Como yo toco de oídas, pregunto a quienes están a pie de obra. Una directora de instituto me cuenta que, en lo que va de curso, en su centro han abierto ya nueve protocolos por riesgo de suicidio y conductas autolesivas. Me explica que cada uno de ellos requiere no menos de diez horas, en su mayor parte de trabajo burocrático y sin mucho sentido. Cada protocolo incluye una decena de pasos, de instrucciones enrevesadas, comunicaciones de ida y vuelta, cuestionarios y anexos múltiples que rellenar y adjuntar. Hasta que no se completa el sexto paso no se considera abierto el protocolo. “Recuerdan a aquello de los Hermanos Marx de la parte contratante de la primera parte…”, me dice enojada. Hay por ejemplo un paso que consiste en hacer síntesis de los anteriores y volver a informar. Y cada actuación exige acta firmada de todo, para luego enviarlas a la Junta mediante un trámite electrónico cuyo proceso obliga a duplicar el trabajo.

Y lo peor no son las horas de papeleo, sino que en realidad todos esos anexos y comunicaciones no abordan a fondo y de manera urgente el problema. Más allá de la burocracia, los centros carecen de recursos. En el mejor de los casos cuentan con los mismos especialistas que hace veinte años, mientras los problemas de salud mental se han multiplicado. Los equipos directivos se ven obligados a atender y resolver problemas para los que no están preparados. Están formados en matemáticas o inglés, no en tratar problemas psicológicos o sociales. Ni capacidad, ni tiempo, que acaban quitando de las tareas educativas o de sus propias vidas fuera del horario laboral, desbordados y desatendiendo otras necesidades y urgencias.

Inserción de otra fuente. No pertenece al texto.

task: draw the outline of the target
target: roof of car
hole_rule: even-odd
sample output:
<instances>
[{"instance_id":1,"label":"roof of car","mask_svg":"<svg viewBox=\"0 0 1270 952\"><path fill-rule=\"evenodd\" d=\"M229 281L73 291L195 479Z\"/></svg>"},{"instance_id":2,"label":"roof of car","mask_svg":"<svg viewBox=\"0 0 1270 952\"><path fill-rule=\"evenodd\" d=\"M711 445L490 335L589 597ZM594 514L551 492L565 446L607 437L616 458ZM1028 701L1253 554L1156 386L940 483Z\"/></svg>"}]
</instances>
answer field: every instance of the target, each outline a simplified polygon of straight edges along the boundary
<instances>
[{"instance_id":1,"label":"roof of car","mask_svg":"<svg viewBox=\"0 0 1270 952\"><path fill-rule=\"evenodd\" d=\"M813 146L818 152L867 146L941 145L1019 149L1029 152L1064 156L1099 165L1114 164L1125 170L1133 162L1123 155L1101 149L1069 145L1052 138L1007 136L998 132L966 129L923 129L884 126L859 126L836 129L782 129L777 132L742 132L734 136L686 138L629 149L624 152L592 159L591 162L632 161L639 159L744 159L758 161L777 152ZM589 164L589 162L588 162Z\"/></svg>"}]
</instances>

Pero el protocolo resulta tranquilizador: hemos abierto un protocolo, el caso está ya en vías de resolverse. Nada de eso. Los protocolos por sí solos no impiden suicidios ni acosos, mientras no haya recursos y la administración esté más preocupada por tener una carpeta llena de papeles que tranquilicen a las familias. Además, suponen el enésimo descargo sobre el profesorado de responsabilidades ajenas. Por ejemplo, las situaciones de acoso suceden en su mayoría fuera del centro, sobre todo en redes sociales; pero la responsabilidad recae en el instituto y en los docentes.

Les exigimos que eduquen a nuestros hijos, pero también que resuelvan problemas de salud mental, carencias familiares y necesidades sociales. Y si no, los culpamos, pese a que hacen lo que pueden y más. Siempre mucho más. Gracias.